Stress corrosion cracking (SCC) and hydrogen embrittlement (HE) susceptibility of three different steels were determined using the methodology of the slow strain rate (SSR) testing as currently discussed within ASTM G129 and more specifically in the proposed NACE T-1F-9e test method. The materials included 13% Cr and 13% Cr-5% Ni- 2% Mo martensitic stainless steels and 22%Cr-5%Ni-3%Mo (22Cr) duplex stainless Steel. They were tested under slow strain rate experiments, conducted in simulated service environments containing H2S, CO2 and Cl-containing brine.
The parameters selected to quantify the susceptibility to environmentally assisted cracking (EAC) were ductility (as measured by elongation and reduction in area), fracture energy (as measured by the area under stress versus strain curves) and time to failure. These parameters were analyzed considering the ratio of the property in the corrosive environment to the result in an inert environment at the same temperature. The classification of fracture type defined by the proposed NACE T 1F-9 test method was also used.

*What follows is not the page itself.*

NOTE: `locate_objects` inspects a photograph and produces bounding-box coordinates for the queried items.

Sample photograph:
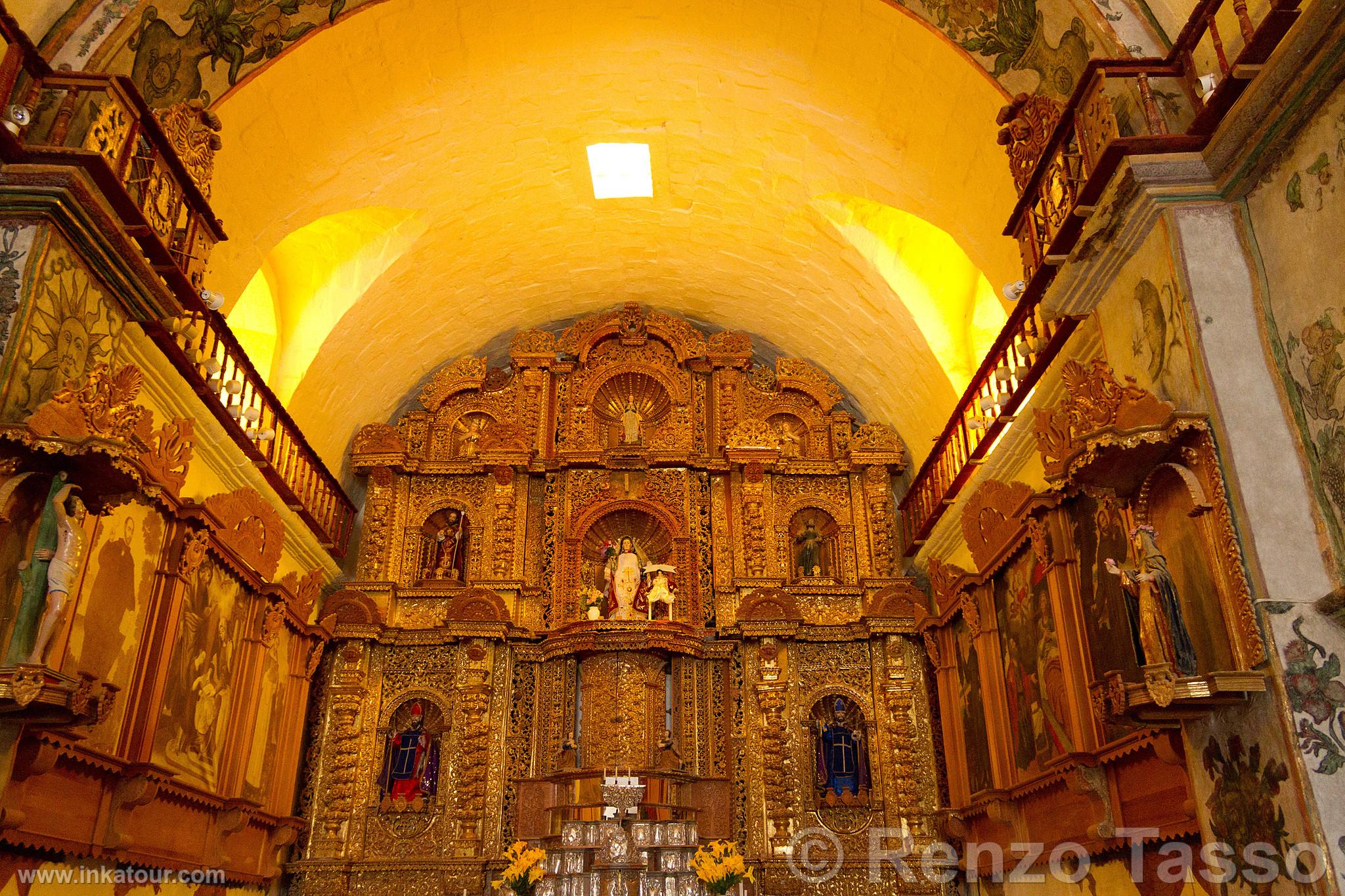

It was concluded that the SSR testing was able to screen corrosion resistant alloys for stress corrosion cracking in sour oil field service. It was shown that, although 22Cr (duplex steel) had a higher corrosion resistance compared to 13Cr-5Ni-2Mo and of 13Cr martensitic stainless steels, there was a region, pH above 4, temperatures up to 150 C, H2S partial pressure below 1.5 psia and CO2 partial pressure of 130 psia, where 13 Cr failed but where 13Cr-5Ni-2Mo gave acceptable results. It was concluded that pH and temperature of the environment work together and play an important role on the mechanism of failure.
Keywords: Slow strain rate, testing, corrosion resistant alloys, stainless steels, NACE T1F9, evaluation, material selection, screening. stress corrosion cracking, sulfide stress cracking, SCC, SSC, hydrogen sulfide.